We should migrate to V2 for several reasons, including:
- Performance (Pydantic V2 is 5-50x faster than Pydantic V1)
- Safety & maintainability
We see how painful it is :smiley: and what changes migration requires...
The migration turned out to be more difficult and longer than I thought. Talking with @ZanSara, we decided that we can migrate to Pydantic V2 in Haystack v2.
Learnings
- :exclamation: in V2, Pydantic dataclasses generate their own constructor and don't support a custom
__init__method. (https://github.com/pydantic/pydantic/issues/5298) Currently, we use Pydantic dataclasses with custom__init__inDocumentandLabel. - however, migrating the data model (schema.py) was feasible
- the JSON schema generation and validation proved hard to migrate, as we are using several Pydantic abstractions that have been removed/renamed, along with several python internals.
- The bump-pydantic official tool did almost nothing (effective) on our codebase
When is Haystack V2 scheduled for?
Hey @mjspeck, thanks for your interest...
We do not yet have an official date for Haystack 2.0, but we are sharing all the progress in this discussion and also on Discord. Feel free to participate!
I appreciate that, but since 2.0 seems far away, I'm hoping that migration to pydantic 2.0 could happen before it. I know you said that bump-pydantic didn't help, but did you try updating pydantic and using the v1 submodule in your exploration? You should be able to stay with the v1 API by just adding v1 to all your imports (e.g. from pydantic.v1 import BaseModel). That would allow users to add haystack to environments that require v2 (which is the case for a project I'm working on), while requiring minimal code changes on your end.
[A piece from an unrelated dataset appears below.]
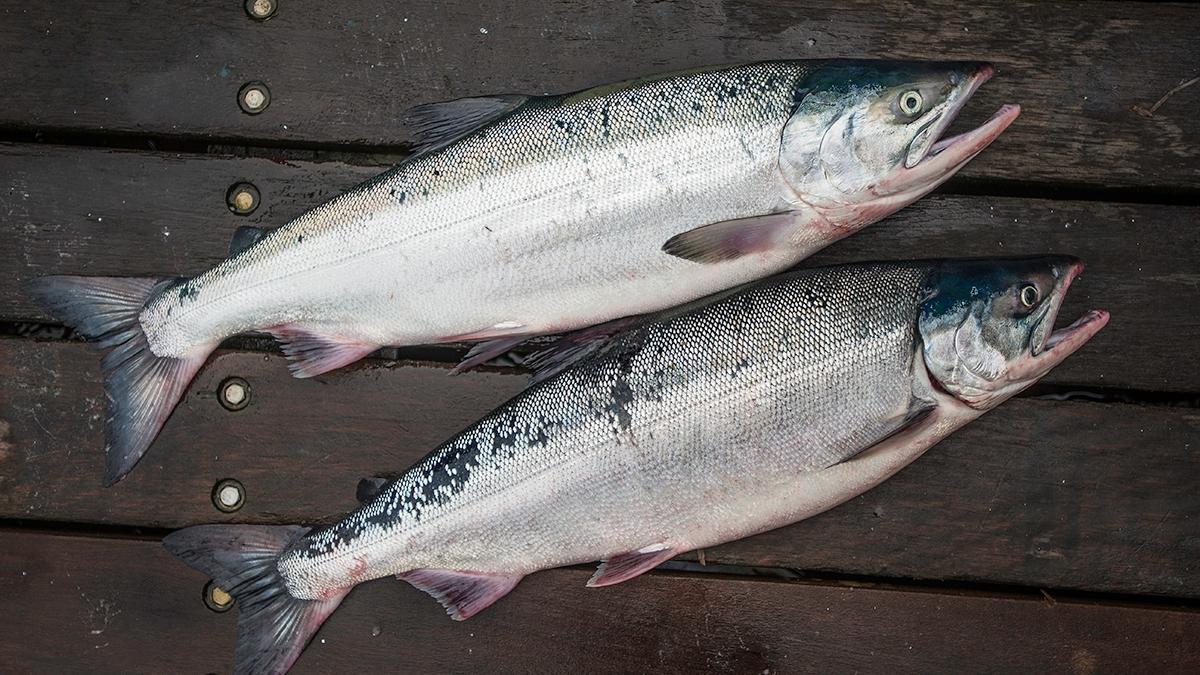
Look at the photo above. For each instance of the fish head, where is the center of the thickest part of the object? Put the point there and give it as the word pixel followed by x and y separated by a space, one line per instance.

When I tried, the option from pydantic.v1 was not available (apparently).
It would be nice to test it but I don't know when it is feasible for us.
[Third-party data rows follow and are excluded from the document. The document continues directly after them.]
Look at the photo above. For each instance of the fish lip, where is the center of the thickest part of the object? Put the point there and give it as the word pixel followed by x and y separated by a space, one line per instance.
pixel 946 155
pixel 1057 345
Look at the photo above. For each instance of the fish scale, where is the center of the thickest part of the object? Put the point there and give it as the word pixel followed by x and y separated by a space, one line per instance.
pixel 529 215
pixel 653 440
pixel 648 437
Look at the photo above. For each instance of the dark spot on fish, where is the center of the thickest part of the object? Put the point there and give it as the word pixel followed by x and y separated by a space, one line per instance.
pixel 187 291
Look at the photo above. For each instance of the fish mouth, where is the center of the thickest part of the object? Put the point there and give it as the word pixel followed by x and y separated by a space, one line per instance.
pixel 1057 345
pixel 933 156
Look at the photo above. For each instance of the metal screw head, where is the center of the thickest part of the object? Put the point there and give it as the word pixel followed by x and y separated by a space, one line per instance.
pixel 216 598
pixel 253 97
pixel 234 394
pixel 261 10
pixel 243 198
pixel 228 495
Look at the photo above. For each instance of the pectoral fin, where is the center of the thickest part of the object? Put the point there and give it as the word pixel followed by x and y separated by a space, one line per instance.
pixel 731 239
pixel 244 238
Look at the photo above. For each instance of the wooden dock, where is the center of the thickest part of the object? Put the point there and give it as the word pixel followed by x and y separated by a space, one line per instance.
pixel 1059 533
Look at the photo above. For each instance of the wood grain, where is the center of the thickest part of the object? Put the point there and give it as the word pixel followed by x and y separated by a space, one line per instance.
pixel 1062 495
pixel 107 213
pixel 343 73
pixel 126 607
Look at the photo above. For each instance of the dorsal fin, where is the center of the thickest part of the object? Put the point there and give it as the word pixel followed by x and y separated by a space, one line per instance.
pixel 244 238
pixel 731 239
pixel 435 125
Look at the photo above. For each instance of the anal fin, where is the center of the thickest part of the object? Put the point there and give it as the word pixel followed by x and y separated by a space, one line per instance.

If you want to give it a try and open a PR if it works, you are welcome. If it works, the best option is probably to have a conditional import, so as not to break things for those still using Pydantic 1.
Related discussion: https://github.com/tiangolo/fastapi/discussions/9966
@silvanocerza please share your opinion on this...
I believe this is not a top priority as of now. We're focusing on releasing Haystack 2.x by the end of the year and we don't have enough resources to update 1.x to Pydantic v2.
It's not as easy task as that will require updating tons of libraries, and that can come with a new set of bugs and problems that we'd have to fix.
I would very much prefer if we stick with Pydantic v1 to avoid unecessary troubles now.